Visagens na Tarde Gris

Luciano Salerno

 

A tarde fecha-se toda

Por entre a terra e o céu!

Um aroma de liberdade

Descansa no horizonte.

As nuvens vão sem alarde

Cerrando as pálpebras com o véu,

Fria e sem olhos vai-se à tarde.

 

Baila o capim em forma e movimento

O vento desenha este quadro campechano

Trazendo com fidalguia um verso de -Aureliano- :

 

*“ - ´stão cor de cinza e cor de chumbo

As cousas, o ar, o céu e o chão”.

Ah!

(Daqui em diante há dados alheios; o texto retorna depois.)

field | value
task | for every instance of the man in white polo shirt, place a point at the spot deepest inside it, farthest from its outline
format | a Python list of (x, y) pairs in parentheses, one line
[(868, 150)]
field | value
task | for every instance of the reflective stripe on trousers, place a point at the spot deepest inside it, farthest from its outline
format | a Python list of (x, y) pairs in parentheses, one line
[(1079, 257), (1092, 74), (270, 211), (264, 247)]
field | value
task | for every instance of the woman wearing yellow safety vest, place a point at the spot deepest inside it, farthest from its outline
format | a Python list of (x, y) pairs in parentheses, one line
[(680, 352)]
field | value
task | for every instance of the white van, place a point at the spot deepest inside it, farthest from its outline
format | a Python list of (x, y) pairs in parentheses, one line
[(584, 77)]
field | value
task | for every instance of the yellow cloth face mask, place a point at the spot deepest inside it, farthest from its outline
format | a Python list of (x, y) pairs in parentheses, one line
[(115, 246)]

Este cruel manto escuro

Deixa-me de pupilas paradas 

E ocultos silêncios no coração.

 

A tarde se faz pura e viva de poesia!

Às gerações e gerações restam versos

De todo o gênero, os mais puros

São estes os que surgem em momentos

Que na plenitude da alma

Aflora o lírico dos sentimentos.

 

Nestas tardes de julho

Encontro-me – cativo –

De olhar mudo e boca cega

Compartilhando esta nostalgia inebriante

Sem que do seu vazio

Fiquem marcas em meu semblante.

 

À tarde se retova

 Na paisagem que este matiz desenha.

Em acordes cruzando coxilhas e canhadas,

O vento traduz sem limites essa ausência

Que o inverno traz na gola do poncho-pátria!

 

As arestas destas mãos

São “casa” para as rédeas do lobuno

Que se mescla ao tempo reiúno;

E num tranco seguimos os três:

O flete pra lida, o cusco na escolta da rês,

Eu mantendo viva a raça campeira

Longe da ilusão povoeira!

 

Pois a galope

O progresso consumindo

A essência terrunha,

Vai groseando peçunha e casco,

Encurtando a longa estrada

De quem leva ao tranco

A vida em cima dos “bastos”.

 

Sim!

Aqui se busca o novo, mas,

Com o garrão firme no passado!

Pois as ditas - tecnologias -

Atolam o homem na cidade

Como vaca magra em banhado!

 

Uma chuva mansa

Desperta o cheiro da terra.

A paisagem engole o olhar

E gris - o tempo -

Transforma-se em templo

Para meu pensamento estar:

*- ´stão cor de cinza e cor de chumbo

As cousas, o ar, o céu e o chão”.

La pucha! Neste quadro de uma só cor

Os olhos buscam depois da várzea

Um rancho e um fogo de chão.

 

Assim por largos caminhos,

Perante a rosa-dos-ventos

Vão-se espalhando meus sentimentos:

- Que as nuvens... Mantenham o branco da paz;

- Que o verde... Se perpetue nas coxilhas;

- Que no ouro-sol... Brilhe a fé;

- Que a esperança e a igualdade

Andem com o vento por infinitos lugares.

 

- Fria e sem olhos despede-se à tarde;

 

Uma constante ausência de luz mantém-se e

Sentindo desaparecer a fronteira desse matiz

Vou rompendo o canto mudo do lugar

Para poder cortejar com palavras eternas

E redivivas, um salmo ao efêmero gris

Desta tarde mendiga!

 

A tarde fechou-se toda

Por entre a terra e o céu!

*- ´stão cor de cinza e cor de chumbo

 As cousas, o ar, o céu e o chão”.

Sigo pras “casa” cantando

Uma – Toada em Voz Baixa –

E buscando o matiz do meu galpão.

 

 

 

*Fragmento do poema “Toada em Voz Baixa

de Aureliano de Figueiredo Pinto.

 

* Tema inspirado na musica instrumental “Tarde Gris” de Guilherme Collares.